Il cardinale Angelo Bagnasco, arcivescovo di Genova, presidente della Cei, in un’intervista a Radio Vaticana confessa i sentimenti di gioia e gratitudine per questa beatificazione che – dice – realizza «una grande attesa, un grande desiderio» del «popolo cristiano». L’orizzonte però è più vasto: Giovanni Paolo II «è entrato nel cuore non solo della cattolicità, ma del mondo intero» e «poterlo venerare sugli altari è motivo veramente di grande gioia e di gratitudine per Benedetto XVI» che «ha potuto e ha voluto la beatificazione del suo predecessore».
 
Proprio con «il magistero legato ai diritti umani e alla dignità di ogni uomo» Wojtyla ha saputo illuminare attese e sofferenze del mondo, in una stagione storica che ha conosciuto mutamenti radicali e drammatici. Il suo magistero, sottolinea Bagnasco, non è però «un messaggio di tipo sociologico, ma è un messaggio teologico perché – sempre parlando dell’uomo – ha guardato a Cristo Gesù, che rivela il vero volto di Dio e il vero volto dell’uomo.
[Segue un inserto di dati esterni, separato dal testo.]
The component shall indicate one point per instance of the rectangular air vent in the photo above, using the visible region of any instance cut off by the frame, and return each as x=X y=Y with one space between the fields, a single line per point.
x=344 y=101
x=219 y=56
Questo magistero ha segnato la mia formazione religiosa, sacerdotale ed episcopale, ma ha segnato anche la coscienza del mondo intero».
 
Dalla beatificazione la Chiesa italiana attende «un rinnovamento nello slancio missionario dell’evangelizzazione» per essere davvero «sale e luce del nostro Paese». La Chiesa dev’essere «una presenza propositiva, piena di lievito, di gioia per il bene di tutti»; certo non «con il desiderio di ingerire», ma «di servire la società italiana e, quindi, il bene di tutti e di ciascuno, annunciando il Vangelo e Gesù Cristo. E questo con tutte le implicazioni che il Mistero di Cristo, annunciato e vissuto, comporta sul piano antropologico, sociale, etico», su «tutti gli aspetti e gli ambiti della vita umana».
 
Per Bagnasco, papa Wojtyla «ha portato in Italia e in Occidente l’eco della sua storia personale» di polacco, di figlio dell’Europa orientale, «che ha lottato tanto per la propria libertà, per l’uguaglianza. Quindi, ha dato una scossa salutare sia al nostro Paese, sia all’Occidente». Nel 150° dell’unità d’Italia, è bello ricordare Wojtyla come «colui che ha riproposto il termine di patria nel senso etimologico, senza timori o complessi, e ha trasferito e trasfuso in modo molto bello e contagioso l’amore per la propria terra, la propria cultura, le proprie tradizioni». Ha parlato di «spirito della nazione» ma senza cadere nella «chiusura identitaria»: al contrario, conclude Bagnasco, proprio «dentro una tradizione bella, forte, una storia di valori, c’è sempre la premessa e la condizione per un’apertura inclusiva e arricchente di qualunque altra cultura».